Publié le 05 Avr 2017
Pour défendre la famille, il faut aussi sauver les couples L'Homme Nouveau

Spécialement créé pour aider la cellule familiale attaquée de toute part, l’Institut pour la Famille en Europe a déjà mis en place en France plusieurs « Accueils Louis et Zélie » et propose toute une action centrée sur la prière pour sauver les couples en difficulté. Entretien avec son directeur, Guillaume d’Alançon.

L’Institut pour la Famille en Europe a publié récemment un livret de neuvaine à « Marie qui refait les couples » (Marie qui refait les couples, Life Éditions, 40 p., 4,90 €). Comment est né ce projet ?

Guillaume d’Alançon : La conviction profonde que l’amour conjugal est à la base de la paix sociale. Les crises qui affectent notre monde prennent très souvent naissance dans la fracture des familles.

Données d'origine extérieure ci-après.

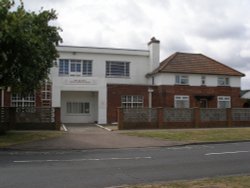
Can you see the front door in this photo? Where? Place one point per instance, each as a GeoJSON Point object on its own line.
{"type": "Point", "coordinates": [203, 103]}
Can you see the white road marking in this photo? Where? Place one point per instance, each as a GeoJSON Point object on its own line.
{"type": "Point", "coordinates": [79, 160]}
{"type": "Point", "coordinates": [108, 129]}
{"type": "Point", "coordinates": [228, 152]}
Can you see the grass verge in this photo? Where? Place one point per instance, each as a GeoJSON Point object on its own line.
{"type": "Point", "coordinates": [21, 137]}
{"type": "Point", "coordinates": [219, 182]}
{"type": "Point", "coordinates": [196, 135]}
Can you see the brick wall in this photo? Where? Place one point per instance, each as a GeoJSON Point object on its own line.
{"type": "Point", "coordinates": [167, 94]}
{"type": "Point", "coordinates": [115, 91]}
{"type": "Point", "coordinates": [163, 96]}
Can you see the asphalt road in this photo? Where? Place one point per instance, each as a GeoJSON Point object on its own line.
{"type": "Point", "coordinates": [115, 167]}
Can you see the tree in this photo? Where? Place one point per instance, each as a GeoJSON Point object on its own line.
{"type": "Point", "coordinates": [27, 46]}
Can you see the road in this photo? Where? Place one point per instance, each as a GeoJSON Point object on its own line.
{"type": "Point", "coordinates": [115, 167]}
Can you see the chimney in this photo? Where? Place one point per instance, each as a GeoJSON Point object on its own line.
{"type": "Point", "coordinates": [154, 53]}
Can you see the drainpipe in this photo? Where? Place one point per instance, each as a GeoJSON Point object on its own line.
{"type": "Point", "coordinates": [2, 97]}
{"type": "Point", "coordinates": [150, 91]}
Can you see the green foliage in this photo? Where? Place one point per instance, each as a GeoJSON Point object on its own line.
{"type": "Point", "coordinates": [27, 46]}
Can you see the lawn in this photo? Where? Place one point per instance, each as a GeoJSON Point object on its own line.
{"type": "Point", "coordinates": [196, 135]}
{"type": "Point", "coordinates": [20, 137]}
{"type": "Point", "coordinates": [220, 182]}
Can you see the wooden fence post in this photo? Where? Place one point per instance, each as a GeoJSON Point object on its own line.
{"type": "Point", "coordinates": [57, 116]}
{"type": "Point", "coordinates": [120, 118]}
{"type": "Point", "coordinates": [160, 119]}
{"type": "Point", "coordinates": [197, 117]}
{"type": "Point", "coordinates": [229, 117]}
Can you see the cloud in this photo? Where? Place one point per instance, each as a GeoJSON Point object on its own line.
{"type": "Point", "coordinates": [219, 29]}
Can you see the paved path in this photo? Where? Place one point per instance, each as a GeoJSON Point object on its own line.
{"type": "Point", "coordinates": [93, 137]}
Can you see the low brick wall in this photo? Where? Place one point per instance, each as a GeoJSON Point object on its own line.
{"type": "Point", "coordinates": [146, 118]}
{"type": "Point", "coordinates": [30, 118]}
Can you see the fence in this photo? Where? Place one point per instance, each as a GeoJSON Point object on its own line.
{"type": "Point", "coordinates": [182, 118]}
{"type": "Point", "coordinates": [30, 118]}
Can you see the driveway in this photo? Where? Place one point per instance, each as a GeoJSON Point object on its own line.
{"type": "Point", "coordinates": [86, 136]}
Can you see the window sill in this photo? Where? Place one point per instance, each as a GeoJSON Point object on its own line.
{"type": "Point", "coordinates": [126, 77]}
{"type": "Point", "coordinates": [67, 114]}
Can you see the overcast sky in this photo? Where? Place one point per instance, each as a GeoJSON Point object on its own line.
{"type": "Point", "coordinates": [219, 29]}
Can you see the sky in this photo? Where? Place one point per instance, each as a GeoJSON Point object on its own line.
{"type": "Point", "coordinates": [219, 29]}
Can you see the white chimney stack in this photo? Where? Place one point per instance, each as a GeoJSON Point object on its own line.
{"type": "Point", "coordinates": [154, 53]}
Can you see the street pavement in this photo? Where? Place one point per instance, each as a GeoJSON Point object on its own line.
{"type": "Point", "coordinates": [98, 168]}
{"type": "Point", "coordinates": [83, 136]}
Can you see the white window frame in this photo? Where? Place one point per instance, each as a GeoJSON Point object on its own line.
{"type": "Point", "coordinates": [183, 99]}
{"type": "Point", "coordinates": [86, 67]}
{"type": "Point", "coordinates": [46, 90]}
{"type": "Point", "coordinates": [203, 80]}
{"type": "Point", "coordinates": [132, 101]}
{"type": "Point", "coordinates": [181, 79]}
{"type": "Point", "coordinates": [223, 81]}
{"type": "Point", "coordinates": [223, 102]}
{"type": "Point", "coordinates": [64, 66]}
{"type": "Point", "coordinates": [123, 69]}
{"type": "Point", "coordinates": [73, 68]}
{"type": "Point", "coordinates": [70, 67]}
{"type": "Point", "coordinates": [77, 108]}
{"type": "Point", "coordinates": [26, 101]}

Aussi, il me paraît essentiel que les couples se confient à la Vierge, en tout temps mais aussi lorsqu’ils traversent des moments difficiles car, lorsque les problématiques de la vie conjugale ne sont résolues que sur le plan strictement naturel, elles ne sont en réalité pas vraiment résolues. N’oublions pas que le mariage est un sacrement, c’est ce qui rend l’union authentique entre l’homme et la femme insupportable à Satan… qui veut s’en mêler pour y semer le trouble. Enfin, en cette année du centenaire des apparitions de Fatima, la médiation de la Vierge est irremplaçable. Nous serions fous de nous en priver !

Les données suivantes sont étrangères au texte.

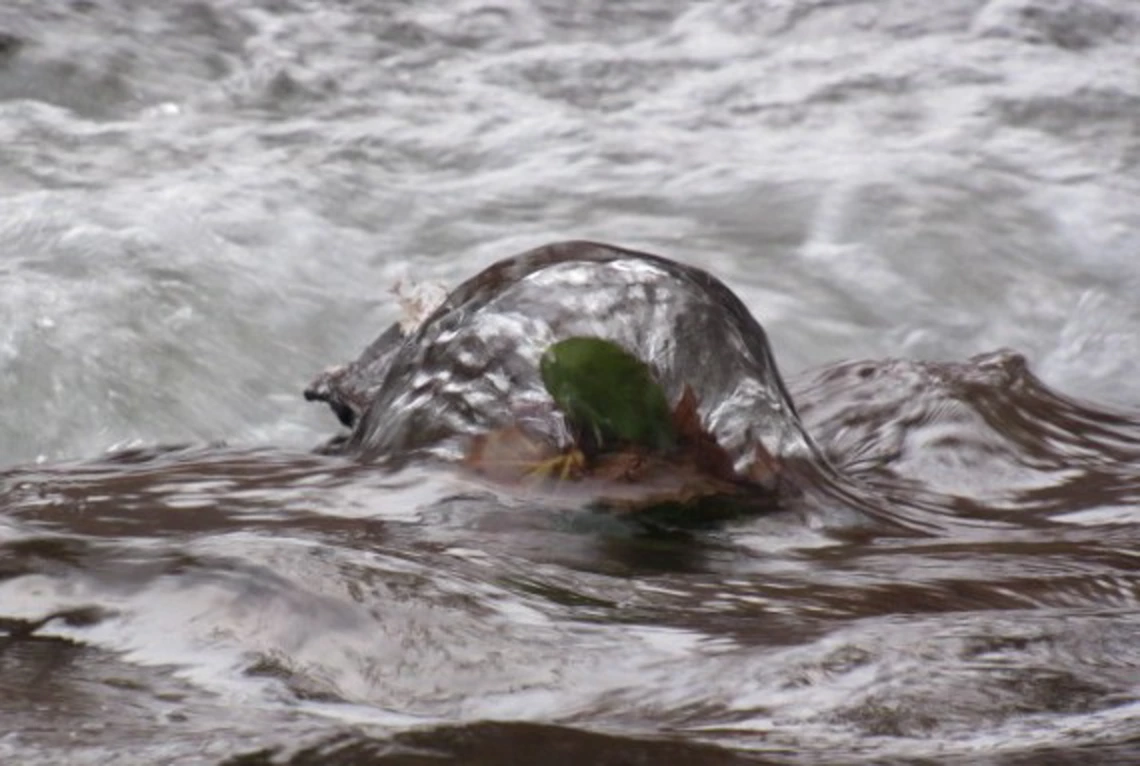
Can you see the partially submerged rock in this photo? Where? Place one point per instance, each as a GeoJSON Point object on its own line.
{"type": "Point", "coordinates": [469, 381]}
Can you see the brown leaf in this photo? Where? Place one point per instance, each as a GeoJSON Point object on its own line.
{"type": "Point", "coordinates": [698, 445]}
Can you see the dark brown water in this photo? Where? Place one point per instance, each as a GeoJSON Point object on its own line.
{"type": "Point", "coordinates": [203, 202]}
{"type": "Point", "coordinates": [218, 605]}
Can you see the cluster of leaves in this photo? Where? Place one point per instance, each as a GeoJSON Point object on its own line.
{"type": "Point", "coordinates": [630, 448]}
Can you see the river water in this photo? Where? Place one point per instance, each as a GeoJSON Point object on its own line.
{"type": "Point", "coordinates": [204, 203]}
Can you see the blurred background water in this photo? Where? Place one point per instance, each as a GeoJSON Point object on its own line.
{"type": "Point", "coordinates": [203, 203]}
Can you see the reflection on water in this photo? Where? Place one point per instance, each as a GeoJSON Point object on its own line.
{"type": "Point", "coordinates": [368, 613]}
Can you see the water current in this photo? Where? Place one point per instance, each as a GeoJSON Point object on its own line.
{"type": "Point", "coordinates": [934, 209]}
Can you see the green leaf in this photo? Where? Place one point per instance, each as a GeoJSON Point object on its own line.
{"type": "Point", "coordinates": [609, 396]}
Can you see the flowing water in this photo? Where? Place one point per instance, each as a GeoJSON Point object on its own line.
{"type": "Point", "coordinates": [203, 203]}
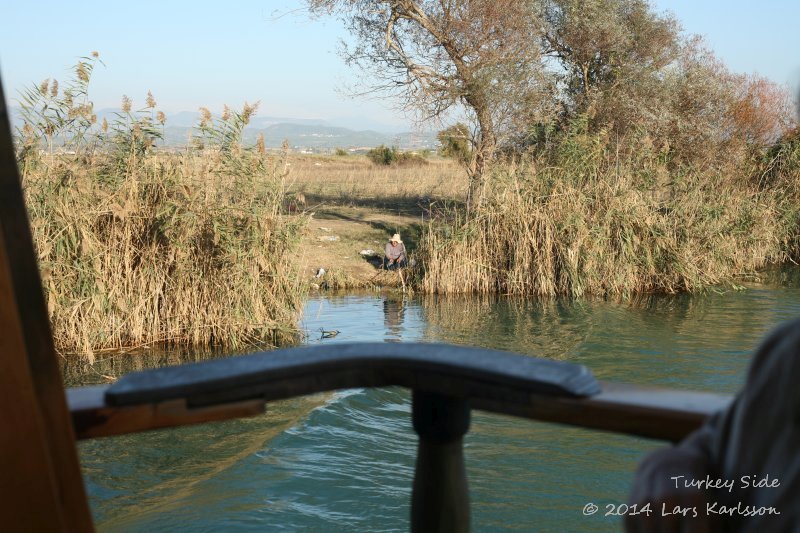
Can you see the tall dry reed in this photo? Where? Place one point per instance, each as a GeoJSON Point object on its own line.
{"type": "Point", "coordinates": [177, 249]}
{"type": "Point", "coordinates": [139, 246]}
{"type": "Point", "coordinates": [592, 221]}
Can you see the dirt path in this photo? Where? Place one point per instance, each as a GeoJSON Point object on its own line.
{"type": "Point", "coordinates": [337, 235]}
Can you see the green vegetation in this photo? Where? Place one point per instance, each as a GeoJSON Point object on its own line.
{"type": "Point", "coordinates": [137, 246]}
{"type": "Point", "coordinates": [607, 152]}
{"type": "Point", "coordinates": [588, 218]}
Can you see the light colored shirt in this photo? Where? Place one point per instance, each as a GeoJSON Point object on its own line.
{"type": "Point", "coordinates": [395, 252]}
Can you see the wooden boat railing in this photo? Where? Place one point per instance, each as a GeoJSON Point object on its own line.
{"type": "Point", "coordinates": [42, 487]}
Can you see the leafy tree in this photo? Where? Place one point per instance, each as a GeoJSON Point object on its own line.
{"type": "Point", "coordinates": [456, 142]}
{"type": "Point", "coordinates": [436, 54]}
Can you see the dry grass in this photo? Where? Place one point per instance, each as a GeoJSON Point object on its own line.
{"type": "Point", "coordinates": [595, 226]}
{"type": "Point", "coordinates": [174, 249]}
{"type": "Point", "coordinates": [353, 179]}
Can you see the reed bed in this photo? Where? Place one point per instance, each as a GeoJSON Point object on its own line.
{"type": "Point", "coordinates": [183, 249]}
{"type": "Point", "coordinates": [599, 223]}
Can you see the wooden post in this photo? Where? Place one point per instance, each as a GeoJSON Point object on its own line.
{"type": "Point", "coordinates": [41, 488]}
{"type": "Point", "coordinates": [440, 494]}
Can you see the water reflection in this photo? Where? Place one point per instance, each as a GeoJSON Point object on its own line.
{"type": "Point", "coordinates": [393, 307]}
{"type": "Point", "coordinates": [345, 461]}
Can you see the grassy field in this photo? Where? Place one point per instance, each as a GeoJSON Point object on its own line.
{"type": "Point", "coordinates": [353, 180]}
{"type": "Point", "coordinates": [355, 205]}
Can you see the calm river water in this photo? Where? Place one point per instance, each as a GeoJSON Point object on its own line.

Si faire face aux problèmes de couples sur le plan naturel – avec l’aide d’un conseil­ler conjugal par exemple – ne vous semble pas suffisant, cela vous paraît-il néanmoins nécessaire ?

Certainement ! On a pendant trop longtemps fait uniquement de l’horizontal sans la dimension spirituelle mais faire l’inverse serait tout aussi désastreux. Il faut trouver l’équilibre entre la nature et la grâce.

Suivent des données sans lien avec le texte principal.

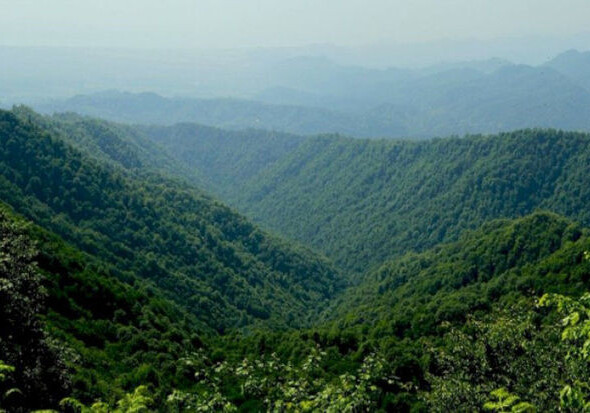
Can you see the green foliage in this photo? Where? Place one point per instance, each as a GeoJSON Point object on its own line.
{"type": "Point", "coordinates": [364, 201]}
{"type": "Point", "coordinates": [193, 249]}
{"type": "Point", "coordinates": [575, 395]}
{"type": "Point", "coordinates": [506, 402]}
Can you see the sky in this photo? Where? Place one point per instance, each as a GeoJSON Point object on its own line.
{"type": "Point", "coordinates": [222, 24]}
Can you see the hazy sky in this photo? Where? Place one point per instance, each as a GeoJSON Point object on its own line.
{"type": "Point", "coordinates": [239, 23]}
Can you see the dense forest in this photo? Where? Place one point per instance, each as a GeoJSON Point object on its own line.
{"type": "Point", "coordinates": [448, 274]}
{"type": "Point", "coordinates": [363, 201]}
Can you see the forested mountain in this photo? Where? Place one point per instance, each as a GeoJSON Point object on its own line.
{"type": "Point", "coordinates": [134, 287]}
{"type": "Point", "coordinates": [196, 251]}
{"type": "Point", "coordinates": [71, 326]}
{"type": "Point", "coordinates": [363, 201]}
{"type": "Point", "coordinates": [314, 95]}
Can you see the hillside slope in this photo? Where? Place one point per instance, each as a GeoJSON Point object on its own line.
{"type": "Point", "coordinates": [198, 252]}
{"type": "Point", "coordinates": [363, 201]}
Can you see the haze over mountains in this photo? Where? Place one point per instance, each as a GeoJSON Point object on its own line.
{"type": "Point", "coordinates": [315, 95]}
{"type": "Point", "coordinates": [295, 229]}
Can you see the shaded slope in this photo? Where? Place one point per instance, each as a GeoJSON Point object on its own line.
{"type": "Point", "coordinates": [362, 202]}
{"type": "Point", "coordinates": [198, 252]}
{"type": "Point", "coordinates": [499, 263]}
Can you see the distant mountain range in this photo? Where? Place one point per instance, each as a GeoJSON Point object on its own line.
{"type": "Point", "coordinates": [315, 95]}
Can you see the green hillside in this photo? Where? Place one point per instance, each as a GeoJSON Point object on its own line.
{"type": "Point", "coordinates": [96, 336]}
{"type": "Point", "coordinates": [361, 202]}
{"type": "Point", "coordinates": [135, 288]}
{"type": "Point", "coordinates": [198, 252]}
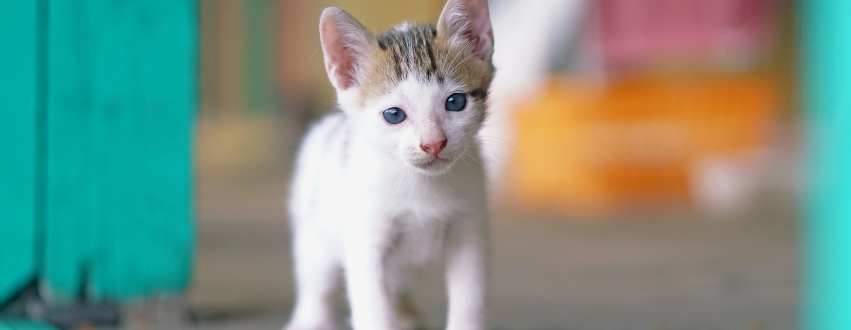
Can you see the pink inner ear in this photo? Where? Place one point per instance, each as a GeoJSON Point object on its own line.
{"type": "Point", "coordinates": [339, 60]}
{"type": "Point", "coordinates": [479, 31]}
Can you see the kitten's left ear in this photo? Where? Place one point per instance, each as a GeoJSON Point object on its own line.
{"type": "Point", "coordinates": [345, 44]}
{"type": "Point", "coordinates": [468, 22]}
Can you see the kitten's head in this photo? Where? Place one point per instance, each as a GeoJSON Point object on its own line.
{"type": "Point", "coordinates": [419, 88]}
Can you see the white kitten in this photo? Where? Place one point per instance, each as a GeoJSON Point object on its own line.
{"type": "Point", "coordinates": [395, 180]}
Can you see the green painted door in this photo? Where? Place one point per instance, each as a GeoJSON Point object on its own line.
{"type": "Point", "coordinates": [826, 41]}
{"type": "Point", "coordinates": [116, 107]}
{"type": "Point", "coordinates": [18, 103]}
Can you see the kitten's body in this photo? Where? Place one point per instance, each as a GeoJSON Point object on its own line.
{"type": "Point", "coordinates": [378, 200]}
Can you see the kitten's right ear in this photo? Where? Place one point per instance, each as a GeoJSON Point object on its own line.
{"type": "Point", "coordinates": [345, 43]}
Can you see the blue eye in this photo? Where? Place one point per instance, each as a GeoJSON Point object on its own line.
{"type": "Point", "coordinates": [456, 102]}
{"type": "Point", "coordinates": [394, 115]}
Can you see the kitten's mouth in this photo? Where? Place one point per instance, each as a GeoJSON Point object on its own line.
{"type": "Point", "coordinates": [435, 165]}
{"type": "Point", "coordinates": [437, 161]}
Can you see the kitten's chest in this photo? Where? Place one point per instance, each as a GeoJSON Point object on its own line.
{"type": "Point", "coordinates": [416, 241]}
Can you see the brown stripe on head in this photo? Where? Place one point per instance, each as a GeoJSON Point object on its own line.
{"type": "Point", "coordinates": [457, 49]}
{"type": "Point", "coordinates": [419, 51]}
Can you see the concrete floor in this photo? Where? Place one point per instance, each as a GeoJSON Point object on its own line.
{"type": "Point", "coordinates": [671, 269]}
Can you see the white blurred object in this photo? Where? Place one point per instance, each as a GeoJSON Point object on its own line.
{"type": "Point", "coordinates": [527, 35]}
{"type": "Point", "coordinates": [724, 186]}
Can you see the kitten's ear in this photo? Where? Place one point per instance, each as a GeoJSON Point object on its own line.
{"type": "Point", "coordinates": [345, 43]}
{"type": "Point", "coordinates": [468, 22]}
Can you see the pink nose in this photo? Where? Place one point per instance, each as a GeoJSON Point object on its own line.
{"type": "Point", "coordinates": [434, 148]}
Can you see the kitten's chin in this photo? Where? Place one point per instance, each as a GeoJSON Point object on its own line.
{"type": "Point", "coordinates": [435, 166]}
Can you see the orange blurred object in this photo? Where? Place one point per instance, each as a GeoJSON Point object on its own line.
{"type": "Point", "coordinates": [587, 149]}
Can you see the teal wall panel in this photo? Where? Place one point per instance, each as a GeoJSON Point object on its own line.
{"type": "Point", "coordinates": [826, 81]}
{"type": "Point", "coordinates": [122, 98]}
{"type": "Point", "coordinates": [18, 23]}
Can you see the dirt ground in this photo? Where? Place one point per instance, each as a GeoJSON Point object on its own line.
{"type": "Point", "coordinates": [671, 269]}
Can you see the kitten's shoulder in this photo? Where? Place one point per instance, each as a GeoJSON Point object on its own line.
{"type": "Point", "coordinates": [323, 134]}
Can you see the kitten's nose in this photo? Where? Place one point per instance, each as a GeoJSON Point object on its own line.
{"type": "Point", "coordinates": [434, 148]}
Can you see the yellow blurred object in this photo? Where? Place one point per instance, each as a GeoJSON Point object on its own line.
{"type": "Point", "coordinates": [587, 149]}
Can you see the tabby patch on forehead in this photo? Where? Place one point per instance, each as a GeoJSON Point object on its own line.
{"type": "Point", "coordinates": [412, 51]}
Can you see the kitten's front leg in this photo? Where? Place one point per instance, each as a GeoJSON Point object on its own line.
{"type": "Point", "coordinates": [366, 282]}
{"type": "Point", "coordinates": [466, 278]}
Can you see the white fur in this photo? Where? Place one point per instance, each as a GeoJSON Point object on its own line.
{"type": "Point", "coordinates": [364, 201]}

Pourquoi cette idée de neuvaine pour les couples vous est-elle venue ? Cette problématique vous semble-t-elle avoir une actualité particulière ?

La question du couple est très actuelle dans la mesure où la famille est aujourd’hui attaquée de toutes parts. Ce qui reste de l’ordre naturel semble en passe d’être détruit. Nous vivons un combat de type apocalyptique, le combat de la fin des temps. Cela ne veut pas dire pour autant que nous sommes à la veille de la fin du monde car, en réalité, on trouve des traces de ce combat apocalyptique à toutes les époques, un combat aux implications politiques évidentes, qui se manifeste principalement dans la négation de la royauté sociale du Christ. Une ­cité qui a mis Dieu dehors connaît très vite de graves conflits en son sein. Et les couples sont les premiers à en subir les conséquences.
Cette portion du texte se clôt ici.